AD and OpenLDAP Support
SecurifyID can work integrated with Active Directory, OpenLDAP or any similar identity provider in your organization. Apart from authentication, it has many important functions such as group-based authentication, user synchronization (sync).
By using the SecurifyID management console, you can easily perform many functions listed below:
- Defining MFA ID to user mobile application remotely
- Deleting / inactivating MFA IDs remotely
- Assigning different factor types to different users (For example, the factor of a user who does not want to use mobile application can be simply drawn to SMS.)
- Canceling / enabling second factor authentication
- Access controlling with Area-based or time-based parameters such as IP addresses, location, countries
- With risk-based adaptive authentication, different action options can be done according to the risk score generated during the user’s authentication process, such as Enable MFA / Disable MFA, Block User or Log Only
Secure Mobile Application
SecurifyID Mobile Applications provide superior security to its users in the market compared to competitors by using many techniques such as Security Chain, White Box Cryptography, SSL pinning. When required, PIN login option can also be activated when accessing the mobile application. In this way, even if your phone is stolen, it will not be possible to access the application.
Security with Usability
Thanks to the advanced features of SecurifyID, it is possible to activate options that will increase usefulness such as “not doing MFA again if authentication has been achieved using the same browser or IP address within a certain period of time” or “enabling MFA according to the risk situation”. At the same time, with the configurations to be made on the mobile application, options such as “asking PIN only once a day” can be activated when accessing the mobile application.

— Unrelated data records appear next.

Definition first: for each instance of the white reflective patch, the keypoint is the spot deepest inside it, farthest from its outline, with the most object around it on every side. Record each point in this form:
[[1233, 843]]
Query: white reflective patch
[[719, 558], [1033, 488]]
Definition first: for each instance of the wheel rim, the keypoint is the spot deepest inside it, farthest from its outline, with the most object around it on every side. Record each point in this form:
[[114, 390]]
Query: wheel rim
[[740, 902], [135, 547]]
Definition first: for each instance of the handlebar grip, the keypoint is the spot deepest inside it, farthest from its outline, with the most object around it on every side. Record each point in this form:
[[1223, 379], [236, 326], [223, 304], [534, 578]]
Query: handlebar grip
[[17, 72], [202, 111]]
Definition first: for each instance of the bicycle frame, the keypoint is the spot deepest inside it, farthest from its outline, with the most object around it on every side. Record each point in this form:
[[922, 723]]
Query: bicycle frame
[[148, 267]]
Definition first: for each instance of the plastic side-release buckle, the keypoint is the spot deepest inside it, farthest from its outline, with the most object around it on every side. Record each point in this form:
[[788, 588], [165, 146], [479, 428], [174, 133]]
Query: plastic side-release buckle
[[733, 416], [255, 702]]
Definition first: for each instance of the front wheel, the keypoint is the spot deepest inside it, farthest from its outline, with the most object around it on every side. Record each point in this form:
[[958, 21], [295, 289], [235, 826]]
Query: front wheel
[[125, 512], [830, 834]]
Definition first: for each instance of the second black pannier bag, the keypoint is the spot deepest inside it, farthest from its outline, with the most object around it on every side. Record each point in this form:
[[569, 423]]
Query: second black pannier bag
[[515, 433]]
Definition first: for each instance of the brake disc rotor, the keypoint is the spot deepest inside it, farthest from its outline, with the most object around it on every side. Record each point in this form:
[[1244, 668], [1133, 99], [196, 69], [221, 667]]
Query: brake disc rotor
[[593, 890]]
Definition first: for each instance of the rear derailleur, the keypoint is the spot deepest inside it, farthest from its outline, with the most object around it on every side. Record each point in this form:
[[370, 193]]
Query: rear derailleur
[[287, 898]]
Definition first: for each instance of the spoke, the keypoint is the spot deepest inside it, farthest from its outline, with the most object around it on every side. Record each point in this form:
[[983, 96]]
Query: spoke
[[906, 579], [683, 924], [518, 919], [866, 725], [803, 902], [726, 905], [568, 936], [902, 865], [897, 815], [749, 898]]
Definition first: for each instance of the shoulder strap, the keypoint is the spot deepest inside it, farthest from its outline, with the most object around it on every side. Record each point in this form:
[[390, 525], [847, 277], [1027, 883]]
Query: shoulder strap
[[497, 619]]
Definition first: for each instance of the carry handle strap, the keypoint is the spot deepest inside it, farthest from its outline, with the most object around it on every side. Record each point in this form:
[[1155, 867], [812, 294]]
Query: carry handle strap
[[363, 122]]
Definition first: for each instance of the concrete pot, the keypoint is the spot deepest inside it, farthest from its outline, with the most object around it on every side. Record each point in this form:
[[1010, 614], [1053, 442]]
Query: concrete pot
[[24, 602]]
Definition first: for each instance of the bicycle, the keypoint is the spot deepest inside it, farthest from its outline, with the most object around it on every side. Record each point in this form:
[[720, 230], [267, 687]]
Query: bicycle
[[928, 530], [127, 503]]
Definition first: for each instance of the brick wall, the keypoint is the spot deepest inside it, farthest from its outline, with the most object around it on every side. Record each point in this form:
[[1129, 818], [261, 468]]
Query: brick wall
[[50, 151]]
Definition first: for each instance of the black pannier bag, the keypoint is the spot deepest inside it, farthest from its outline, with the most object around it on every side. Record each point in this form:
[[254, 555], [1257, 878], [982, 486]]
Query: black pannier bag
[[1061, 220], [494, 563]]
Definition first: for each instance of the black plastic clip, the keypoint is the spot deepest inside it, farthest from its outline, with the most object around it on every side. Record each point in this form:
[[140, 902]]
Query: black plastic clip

Cloud / Hybrid / On-Prem Architecture
You can run SecurifyID completely on the cloud or completely on-prem. SecurifyID also supports Hybrid architecture. In Hybrid scenario, SecurifyID Access Gateway is deployed within the organization, and SecurifyID Backend services are located in the cloud. In this way, while the primary factor authentication using the user’s passwords is completely local, the SecurifyID Backend is only used for multi-factor authentication. Critical information of users is never being transmitted outside of the organization.
Highly Scalable and Accessible Architecture
SecurifyID works on a container-based microservice architecture. By having stateless application layer, it is possible to scale from 1 to N when necessary. It provides high accessibility thanks to the cluster system created in the data layer.
High Technical Support
Our team gives you one-on-one support during your MFA journey and intervenes immediately in case of any malfunction.